De verdachte heeft gedurende een periode van bijna een jaar inkomsten gehad uit loondienst en uit een Ziektewetuitkering. Hij heeft geen melding gemaakt van deze inkomsten in zijn maandelijkse verklaringen voor de WWB-uitkering. Als gevolg hiervan is de gemeente [gemeente] voor een bedrag van ruim 9.000 euro benadeeld.
Het hof heeft voorts rekening gehouden met een verdachte betreffend uittreksel uit het Justitieel Documentatieregister d.d. 15 februari 2011 waaruit - onder meer - blijkt dat verdachte eerder is veroordeeld ter zake van uitkeringsfraude.
Ter terechtzitting van het hof is gebleken dat verdachte bezig is zijn leven op orde te krijgen. Hij volgt een opleiding en hij is bezig zijn schuld bij de gemeente af te betalen. Mede gelet hierop acht het hof de door de advocaat-generaal gevorderde straf passend en geboden.

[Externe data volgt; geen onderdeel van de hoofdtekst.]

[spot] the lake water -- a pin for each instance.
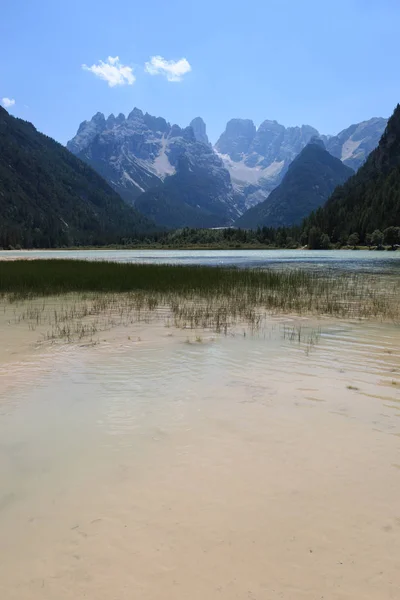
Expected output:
(349, 260)
(166, 464)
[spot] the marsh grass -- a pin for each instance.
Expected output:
(90, 297)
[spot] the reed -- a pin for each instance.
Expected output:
(95, 296)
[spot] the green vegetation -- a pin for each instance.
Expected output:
(188, 198)
(310, 180)
(368, 201)
(206, 296)
(49, 198)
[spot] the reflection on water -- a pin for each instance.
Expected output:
(163, 463)
(336, 260)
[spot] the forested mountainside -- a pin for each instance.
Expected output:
(370, 200)
(308, 183)
(50, 198)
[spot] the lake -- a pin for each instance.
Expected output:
(154, 462)
(348, 260)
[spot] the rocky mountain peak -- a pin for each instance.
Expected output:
(316, 140)
(136, 113)
(99, 119)
(199, 130)
(237, 138)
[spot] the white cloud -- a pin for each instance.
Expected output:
(112, 71)
(173, 70)
(7, 102)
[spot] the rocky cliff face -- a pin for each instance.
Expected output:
(257, 159)
(307, 185)
(199, 130)
(141, 153)
(354, 144)
(138, 154)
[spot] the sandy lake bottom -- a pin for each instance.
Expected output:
(168, 464)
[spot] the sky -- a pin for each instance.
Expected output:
(319, 62)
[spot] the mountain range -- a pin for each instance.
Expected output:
(50, 198)
(370, 199)
(308, 183)
(176, 177)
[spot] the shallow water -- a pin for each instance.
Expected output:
(347, 260)
(171, 464)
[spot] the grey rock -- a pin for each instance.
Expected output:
(199, 130)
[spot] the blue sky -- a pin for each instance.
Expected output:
(322, 62)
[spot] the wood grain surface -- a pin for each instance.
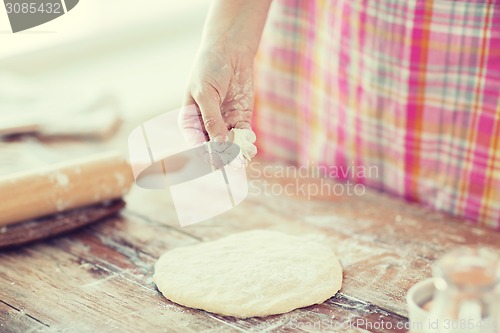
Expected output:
(99, 278)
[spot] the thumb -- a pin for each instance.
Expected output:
(209, 104)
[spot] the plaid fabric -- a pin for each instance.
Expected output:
(411, 87)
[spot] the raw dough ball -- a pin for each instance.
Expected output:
(245, 139)
(250, 274)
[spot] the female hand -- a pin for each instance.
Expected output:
(221, 94)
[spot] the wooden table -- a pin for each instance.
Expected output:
(99, 278)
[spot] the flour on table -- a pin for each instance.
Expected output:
(250, 274)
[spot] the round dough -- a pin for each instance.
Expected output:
(250, 274)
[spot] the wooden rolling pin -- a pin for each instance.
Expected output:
(62, 187)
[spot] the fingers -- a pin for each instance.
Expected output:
(208, 100)
(191, 123)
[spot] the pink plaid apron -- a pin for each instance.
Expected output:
(411, 87)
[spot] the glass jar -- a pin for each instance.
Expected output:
(466, 297)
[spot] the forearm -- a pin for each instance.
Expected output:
(237, 23)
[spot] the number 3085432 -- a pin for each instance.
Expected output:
(33, 7)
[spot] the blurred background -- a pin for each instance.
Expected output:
(137, 53)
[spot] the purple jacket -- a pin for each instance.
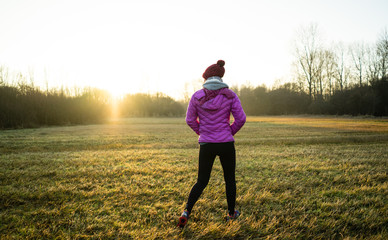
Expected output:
(208, 115)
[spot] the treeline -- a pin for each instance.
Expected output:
(339, 78)
(289, 99)
(25, 106)
(147, 105)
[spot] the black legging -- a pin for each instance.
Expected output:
(207, 154)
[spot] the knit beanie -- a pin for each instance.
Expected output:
(215, 70)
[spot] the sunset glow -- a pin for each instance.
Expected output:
(150, 46)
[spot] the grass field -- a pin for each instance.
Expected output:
(297, 178)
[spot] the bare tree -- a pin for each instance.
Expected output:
(382, 53)
(372, 67)
(342, 71)
(329, 70)
(307, 51)
(358, 53)
(3, 75)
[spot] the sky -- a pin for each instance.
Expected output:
(164, 46)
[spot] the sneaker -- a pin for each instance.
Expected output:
(183, 219)
(235, 215)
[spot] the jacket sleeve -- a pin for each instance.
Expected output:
(192, 116)
(238, 114)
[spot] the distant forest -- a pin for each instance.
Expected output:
(335, 80)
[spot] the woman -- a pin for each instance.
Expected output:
(208, 114)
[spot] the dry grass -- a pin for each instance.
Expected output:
(317, 178)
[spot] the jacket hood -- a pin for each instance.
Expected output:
(214, 83)
(212, 99)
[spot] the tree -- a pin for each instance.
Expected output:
(342, 71)
(382, 54)
(358, 52)
(309, 57)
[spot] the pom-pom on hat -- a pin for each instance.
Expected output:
(215, 70)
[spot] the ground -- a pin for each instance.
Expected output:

Toepassing van wetsartikelen
Het hof heeft gelet op de artikelen 22c, 22d, 57, 63 en 225 van het Wetboek van Strafrecht, zoals deze artikelen golden ten tijde van het bewezen verklaarde.
De uitspraak
HET HOF,
RECHT DOENDE OP HET HOGER BEROEP:
vernietigt het vonnis, waarvan beroep, en opnieuw recht doende:
verklaart het verdachte ten laste gelegde bewezen en kwalificeert dit als hiervoor vermeld en verklaart dit feit en verdachte strafbaar;
verklaart niet bewezen hetgeen aan verdachte als voormeld meer of anders is ten laste gelegd dan hierboven als bewezen is aangenomen en spreekt verdachte daarvan vrij;
veroordeelt verdachte [verdachte] tot taakstraf, bestaande uit een werkstraf, voor de duur van negentig uren, met bevel voor het geval dat de veroordeelde de werkstraf niet naar behoren verricht, dat vervangende hechtenis voor de duur van vijfenveertig dagen zal worden toegepast.
Dit arrest is aldus gewezen door mr. E. de Witt, voorzitter, mr. O. Anjewierden en mr. J.J. Beswerda, in tegenwoordigheid van mr. D.J. de Vos als griffier.